Today is also Monday of the Twenty-ninth Week in Ordinary Time and so we have a quite dramatic Gospel. An easy-to-understand parable presents us with some good questions about our possessions. It is easy enough to understand and difficult enough to pray and ponder.

The man has a tremendous harvest and so he does a wise thing. He says to himself that he will build a larger barn and then put in it a delightful place of security and satisfaction. Let us call his harvest a “bumper crop”. So I say to myself, “What’s a bumper got to do with this.” A bumper is both a protection on a car or truck and also is a shiny decoration.

So while this fellow has it all in his mind, Jesus tells this parable to remind His listeners that this fellow cannot take it all with him if he were to die that night.

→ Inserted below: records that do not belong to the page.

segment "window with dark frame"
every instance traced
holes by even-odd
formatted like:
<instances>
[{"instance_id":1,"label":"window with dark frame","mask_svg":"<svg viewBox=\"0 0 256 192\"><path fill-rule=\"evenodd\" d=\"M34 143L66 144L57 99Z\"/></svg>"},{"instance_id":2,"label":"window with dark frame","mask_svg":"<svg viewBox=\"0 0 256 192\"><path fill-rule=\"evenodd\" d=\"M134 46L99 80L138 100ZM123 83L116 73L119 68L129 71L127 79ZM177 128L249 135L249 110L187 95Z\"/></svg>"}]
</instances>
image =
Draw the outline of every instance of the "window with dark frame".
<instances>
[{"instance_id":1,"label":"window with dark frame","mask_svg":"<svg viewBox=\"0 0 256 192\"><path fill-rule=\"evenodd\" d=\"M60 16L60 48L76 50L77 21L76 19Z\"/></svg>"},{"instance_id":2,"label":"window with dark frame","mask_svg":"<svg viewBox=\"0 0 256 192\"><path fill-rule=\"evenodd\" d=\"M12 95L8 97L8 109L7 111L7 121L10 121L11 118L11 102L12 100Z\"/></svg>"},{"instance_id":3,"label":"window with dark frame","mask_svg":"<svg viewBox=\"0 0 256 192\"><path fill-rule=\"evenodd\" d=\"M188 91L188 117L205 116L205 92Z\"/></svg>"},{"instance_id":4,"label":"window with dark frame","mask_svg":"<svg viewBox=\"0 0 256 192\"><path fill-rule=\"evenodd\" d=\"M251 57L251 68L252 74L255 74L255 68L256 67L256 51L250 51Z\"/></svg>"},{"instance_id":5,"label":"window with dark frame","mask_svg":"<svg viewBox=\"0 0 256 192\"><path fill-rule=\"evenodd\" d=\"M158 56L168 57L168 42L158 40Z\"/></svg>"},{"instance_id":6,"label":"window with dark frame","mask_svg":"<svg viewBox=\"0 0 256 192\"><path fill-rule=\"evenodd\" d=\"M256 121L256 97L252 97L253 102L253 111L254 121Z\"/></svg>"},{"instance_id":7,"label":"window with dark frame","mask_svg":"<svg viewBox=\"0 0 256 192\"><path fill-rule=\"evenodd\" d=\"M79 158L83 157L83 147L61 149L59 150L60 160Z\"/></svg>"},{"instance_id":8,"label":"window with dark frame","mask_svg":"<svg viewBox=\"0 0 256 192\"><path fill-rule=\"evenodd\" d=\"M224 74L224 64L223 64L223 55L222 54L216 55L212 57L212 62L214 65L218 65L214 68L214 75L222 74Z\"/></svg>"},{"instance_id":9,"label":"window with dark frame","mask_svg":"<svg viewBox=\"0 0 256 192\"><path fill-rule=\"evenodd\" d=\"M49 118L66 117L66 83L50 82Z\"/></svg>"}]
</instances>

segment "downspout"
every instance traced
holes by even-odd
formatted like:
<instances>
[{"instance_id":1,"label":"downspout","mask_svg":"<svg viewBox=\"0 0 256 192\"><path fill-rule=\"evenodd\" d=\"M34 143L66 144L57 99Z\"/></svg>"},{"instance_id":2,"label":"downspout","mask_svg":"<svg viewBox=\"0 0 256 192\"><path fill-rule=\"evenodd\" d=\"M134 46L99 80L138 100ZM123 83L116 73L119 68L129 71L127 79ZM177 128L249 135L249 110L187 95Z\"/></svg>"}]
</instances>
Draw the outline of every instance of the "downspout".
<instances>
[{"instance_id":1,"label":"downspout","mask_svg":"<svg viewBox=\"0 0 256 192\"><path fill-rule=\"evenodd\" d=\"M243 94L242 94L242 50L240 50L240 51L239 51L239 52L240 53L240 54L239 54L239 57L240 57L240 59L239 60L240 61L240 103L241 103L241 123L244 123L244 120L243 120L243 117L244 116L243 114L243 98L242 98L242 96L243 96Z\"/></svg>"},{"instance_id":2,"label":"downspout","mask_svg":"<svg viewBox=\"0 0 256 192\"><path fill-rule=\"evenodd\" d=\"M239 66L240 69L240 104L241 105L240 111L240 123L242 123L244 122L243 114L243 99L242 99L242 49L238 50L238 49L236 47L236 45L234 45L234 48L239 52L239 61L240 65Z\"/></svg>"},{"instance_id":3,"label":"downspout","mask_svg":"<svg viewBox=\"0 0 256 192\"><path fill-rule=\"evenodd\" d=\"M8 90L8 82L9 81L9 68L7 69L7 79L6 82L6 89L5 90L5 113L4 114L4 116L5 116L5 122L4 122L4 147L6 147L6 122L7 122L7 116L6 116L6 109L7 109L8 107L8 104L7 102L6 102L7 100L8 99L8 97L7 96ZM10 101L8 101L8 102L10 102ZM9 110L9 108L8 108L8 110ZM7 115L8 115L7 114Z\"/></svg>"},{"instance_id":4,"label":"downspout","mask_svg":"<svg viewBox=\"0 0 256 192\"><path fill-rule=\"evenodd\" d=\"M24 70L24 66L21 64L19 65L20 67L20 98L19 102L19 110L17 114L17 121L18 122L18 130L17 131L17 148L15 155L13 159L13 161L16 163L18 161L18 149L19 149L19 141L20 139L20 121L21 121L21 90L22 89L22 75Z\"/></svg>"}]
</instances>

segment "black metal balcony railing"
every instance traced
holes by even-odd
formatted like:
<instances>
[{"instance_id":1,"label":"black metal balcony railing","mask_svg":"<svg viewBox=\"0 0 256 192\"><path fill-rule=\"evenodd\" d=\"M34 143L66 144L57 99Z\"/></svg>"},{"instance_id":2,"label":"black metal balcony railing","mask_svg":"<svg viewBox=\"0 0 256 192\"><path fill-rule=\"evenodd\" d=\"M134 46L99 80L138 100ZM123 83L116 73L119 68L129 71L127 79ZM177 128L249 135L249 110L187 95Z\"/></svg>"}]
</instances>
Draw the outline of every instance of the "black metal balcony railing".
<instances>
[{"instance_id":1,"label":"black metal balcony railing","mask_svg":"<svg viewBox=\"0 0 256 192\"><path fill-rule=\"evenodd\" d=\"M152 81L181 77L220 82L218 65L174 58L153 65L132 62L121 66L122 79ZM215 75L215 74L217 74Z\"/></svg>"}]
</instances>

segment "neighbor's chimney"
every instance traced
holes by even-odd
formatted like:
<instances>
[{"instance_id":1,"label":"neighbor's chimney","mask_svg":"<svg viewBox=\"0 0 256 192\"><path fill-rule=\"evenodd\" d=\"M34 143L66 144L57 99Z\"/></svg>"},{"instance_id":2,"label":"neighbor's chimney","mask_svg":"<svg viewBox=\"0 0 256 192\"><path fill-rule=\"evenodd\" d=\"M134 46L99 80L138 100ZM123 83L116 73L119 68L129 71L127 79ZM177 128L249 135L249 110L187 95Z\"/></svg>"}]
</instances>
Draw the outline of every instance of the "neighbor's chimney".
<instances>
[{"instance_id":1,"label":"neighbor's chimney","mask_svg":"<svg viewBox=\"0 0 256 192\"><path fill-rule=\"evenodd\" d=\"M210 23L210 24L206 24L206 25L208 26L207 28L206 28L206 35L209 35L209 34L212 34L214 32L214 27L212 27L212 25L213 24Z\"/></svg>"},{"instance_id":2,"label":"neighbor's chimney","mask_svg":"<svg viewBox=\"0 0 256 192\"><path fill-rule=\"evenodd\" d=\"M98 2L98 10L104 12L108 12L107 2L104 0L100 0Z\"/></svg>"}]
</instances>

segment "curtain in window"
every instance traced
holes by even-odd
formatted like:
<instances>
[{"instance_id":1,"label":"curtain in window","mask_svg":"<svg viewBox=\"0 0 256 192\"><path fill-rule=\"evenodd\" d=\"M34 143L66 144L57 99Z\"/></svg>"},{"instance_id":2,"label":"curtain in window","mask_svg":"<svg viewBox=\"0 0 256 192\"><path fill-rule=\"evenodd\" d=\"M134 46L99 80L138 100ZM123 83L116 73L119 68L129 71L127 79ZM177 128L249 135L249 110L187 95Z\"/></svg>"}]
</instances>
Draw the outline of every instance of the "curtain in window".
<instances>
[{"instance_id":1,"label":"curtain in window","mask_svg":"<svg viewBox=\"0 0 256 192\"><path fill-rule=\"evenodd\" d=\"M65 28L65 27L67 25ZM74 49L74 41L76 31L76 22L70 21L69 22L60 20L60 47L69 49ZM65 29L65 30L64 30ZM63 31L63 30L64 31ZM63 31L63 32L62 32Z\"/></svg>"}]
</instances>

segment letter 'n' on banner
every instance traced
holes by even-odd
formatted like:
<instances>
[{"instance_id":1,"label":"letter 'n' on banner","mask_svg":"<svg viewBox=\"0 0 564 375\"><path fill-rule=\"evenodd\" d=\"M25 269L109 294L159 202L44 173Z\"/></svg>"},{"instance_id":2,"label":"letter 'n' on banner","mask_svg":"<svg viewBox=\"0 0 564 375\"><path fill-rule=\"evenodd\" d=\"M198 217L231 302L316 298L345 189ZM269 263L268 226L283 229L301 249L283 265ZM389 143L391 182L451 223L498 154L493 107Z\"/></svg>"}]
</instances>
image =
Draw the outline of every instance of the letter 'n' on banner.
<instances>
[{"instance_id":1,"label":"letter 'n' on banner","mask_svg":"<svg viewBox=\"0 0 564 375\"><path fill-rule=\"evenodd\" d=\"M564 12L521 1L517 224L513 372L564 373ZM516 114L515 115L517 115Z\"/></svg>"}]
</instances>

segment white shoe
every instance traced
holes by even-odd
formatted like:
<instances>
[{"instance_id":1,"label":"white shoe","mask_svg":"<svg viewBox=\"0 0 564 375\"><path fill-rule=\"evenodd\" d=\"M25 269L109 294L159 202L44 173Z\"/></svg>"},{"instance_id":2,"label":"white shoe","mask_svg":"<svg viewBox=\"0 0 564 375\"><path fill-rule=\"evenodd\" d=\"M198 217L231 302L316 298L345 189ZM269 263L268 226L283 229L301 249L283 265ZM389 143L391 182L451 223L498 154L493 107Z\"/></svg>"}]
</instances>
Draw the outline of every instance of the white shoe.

Jesus refers to the bigger-barn-builder as a “fool.” I suspect Jesus called him that, because the man was using his riches as a “bumper” or “decoration.”

Anything with which I surround myself so as to prevent personal relationships of all kinds, would also be a “fool” in the eyes of Jesus. Any thing or things which cushions us from being available to the pains and needs of others announces that we are “fools” by our being self-sufficient.

The harvester decorated himself in his own eyes and would receive his identity from what he thought he himself produced. He adorned himself with a “bumper” of plenty and rejoiced in his new-found allusion. He thought he was what he temporally and temporarily possessed. Jesus reminds His listeners in this parable, that now you see it as your own and then it’s gone and so are you.

This Gospel-story needs little explanation, but much consideration of a very important invitation. The wheat-wealthy fellow received the crop from the earth as a gift and he took it as his own. Gifts are meant not to be “bumpers”, but received in preparation to be shared. Getting is about me. Receiving is about allowing it to be a gift to others. Car-bumprs are for defense, bumper-crops are abundance unconfined, but readied for generous distribution. What we receive is not our definition, but our availability.